When it comes to planting a lawn, you usually have two camps. You have people who want to do things the old-fashioned way and use grass seed, while others prefer to go for sod. Both of these options have their pros and cons and some might be more suited to you for many reasons. Sometimes, it has to do with who you are and how invested you are ready to be. In other cases, it may have to do with the soil conditions where you live. Let’s take a look at which option would be the best for you depending on your situation.
What’s Your Budget?
First, you have to evaluate your budget and decide how you are intending on planting your lawn. Virtually anyone can plant a lawn on their own with seeds, even if it’s their first time around. Not so much with sod. You can get a much higher quality lawn with seeds than you would with sod for the same price. Sure, you can always try to install sod yourself, but you’re bound to make some costly errors. Poorly installed sod will have visible seams, poor rooting, and look unnatural overall, which is the opposite of what you’re looking for.
What Kind of Environment are You In?
If you have a particular climate, you might have trouble finding what you’re looking for with sod. Finding the perfect grass variety is much easier when you use seeds, especially when using a service like Nature’s Seed that allows you to find exactly the type of grass for your geographical area and climate. With sod, you will be limited to whatever variety the farmer decides to grow.
How Fast do You Want Your Lawn to Grow?
One of the benefits of sod is that you can go from having nothing to a full plush lawn overnight. If your goal is speed, you can’t beat sod. However, some seeding techniques also allow you to get fast results. Hydroseeding is an example.

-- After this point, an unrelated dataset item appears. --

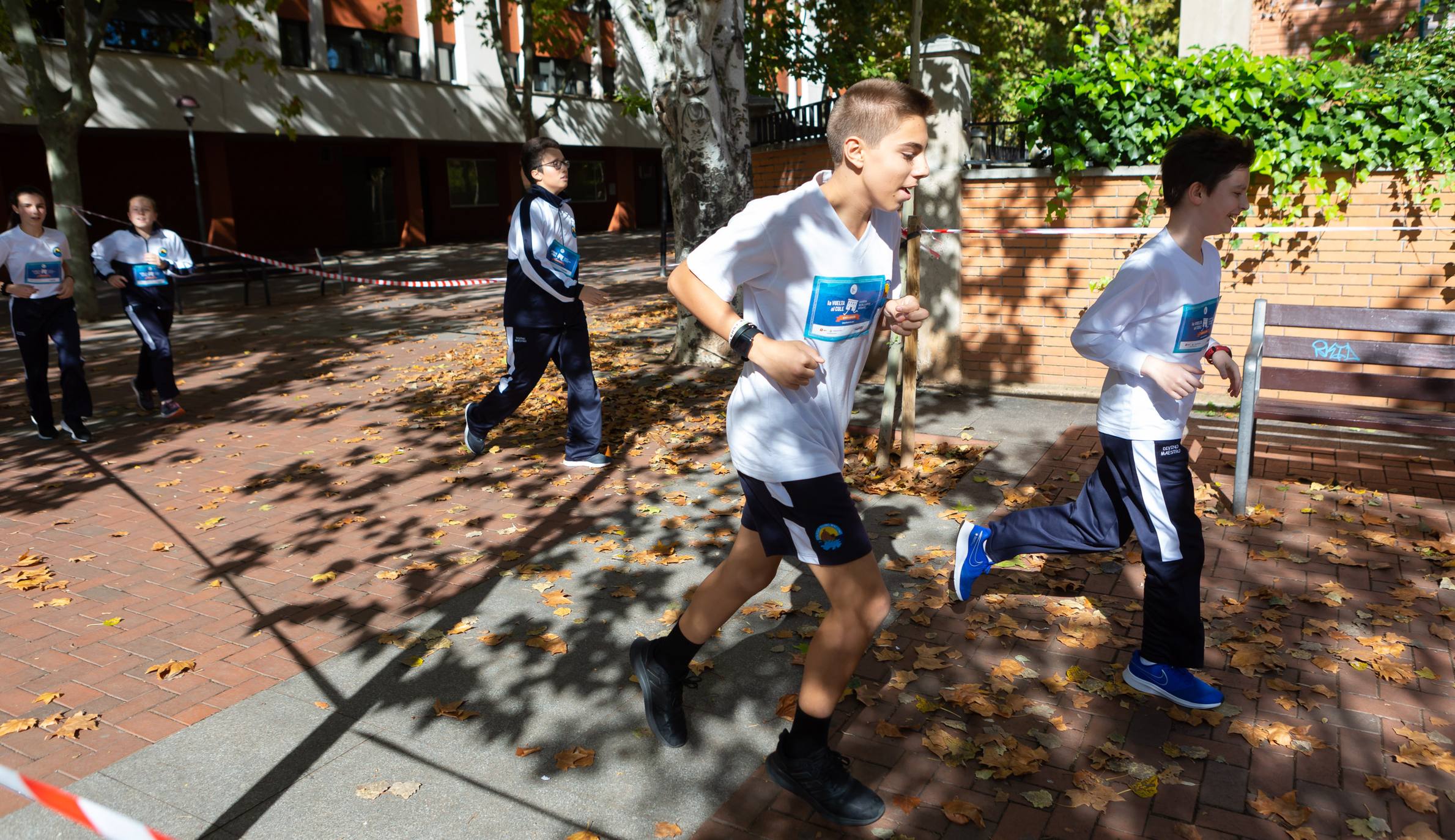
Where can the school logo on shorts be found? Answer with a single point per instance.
(830, 537)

Hydroseeding is performed by spraying a semi-liquid mixture of mulch, fertilizer, and seeds directly on the area where you want the lawn. Lawns that are planted like this tend to germinate much faster than through traditional seeding. These can germinate as fast as in one week and can often be ready to mow in as little as three weeks.
What About Maintenance?
How involved are you prepared to be with lawn care? This is very important to know because seeded lawns require a lot more attention than sod. With sod, you will get little to no weeds if you go for state-certified quality sod. The sod will outcompete any weed seed that tries to settle in.
With seeds, the initial stages are extremely important. Watering is crucial at that time, and you have to keep an eye out for things like erosion and weeds settling. So, make sure that you’re ready for the commitment if you’re going for seeds.
As you can see, both options have things going for them and both could work better depending on the person. This is why you must learn about each one in detail before making your decision.